Submitted by Editor on

Barely a week goes past without the high heid yins at Royal Bank of Scotland being engulfed in some new financial scandal. 

If it’s not bankrupting the country, then it’s rigging the Libor rate or not managing to run its cashpoint machines reliably or misleading a parliamentary commission investigating the bank’s deliberate ruination of its own corporate clients.

Shame follows shame follows shame.

Under these circumstances, you might expect the former capital colossus to hang its head. Or at least to try keeping a low profile for a while.

Not a bit of it

RBS has applied for listed building consent to announce its presence in new ‘330 cap height’ gold letters over the front door of iconic premises at 35–36 St Andrew Square (Ref. 14/04727/LBC). 

‘In terms of proposed advertisement signage for the building,’ say agents GVA Grimley, ‘the current branch is poorly signed and branded. Therefore, these features require to be updated in line with the new branding of the bank’.

RBS also proposes:

  • some internal upgrading and improved wheelchair access
  • refurbishment with new gold lettering of a plaque on the periphery gate
  • replacement of existing plaques on the front elevation with new gold and bronze ones featuring the company logo
  • two additional plaques on the front elevation pointing at the night-safe and indoor-sited ATMs
  • a new vinyl stuck to the window to show opening hours
  • new ‘heritage style’ brand signage above the main entrance, with a brass-coloured aluminium daisy wheel logo measuring ‘470 x 470’. You can see roughly what is intended here.
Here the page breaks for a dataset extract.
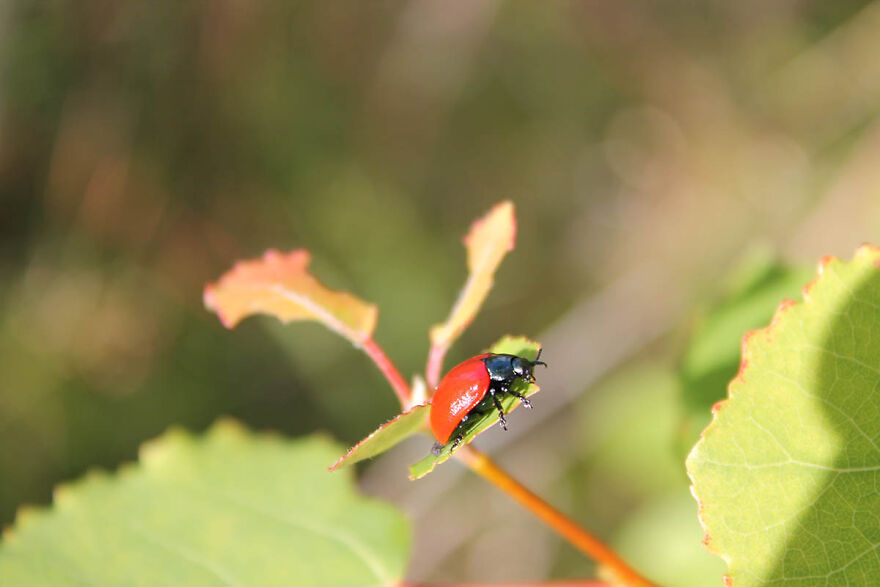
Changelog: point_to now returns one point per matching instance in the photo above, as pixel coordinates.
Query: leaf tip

The proposed colour of this signage, says the accompanying justification, 'complements the existing adornment at the top of the building' (see above). What it doesn’t say is that the adornment in question originates from 1794 when the building served as the Excise Office. In those days it meant something: the magnificent gilt  grandeur conveyed that institution’s strength, stability and probity, none of which qualities spring to mind when one thinks of RBS shamelessly photobombing the structure today.

‘The proposals,’ say GVA Grimley without the faintest trace of a smirk, ‘are part of a programme to update and refresh existing RBS branches in order to ... guarantee a high quality customer experience’.

We suspect it will take a lot more than a lick of paint and some heritage-style brass-neck to achieve that.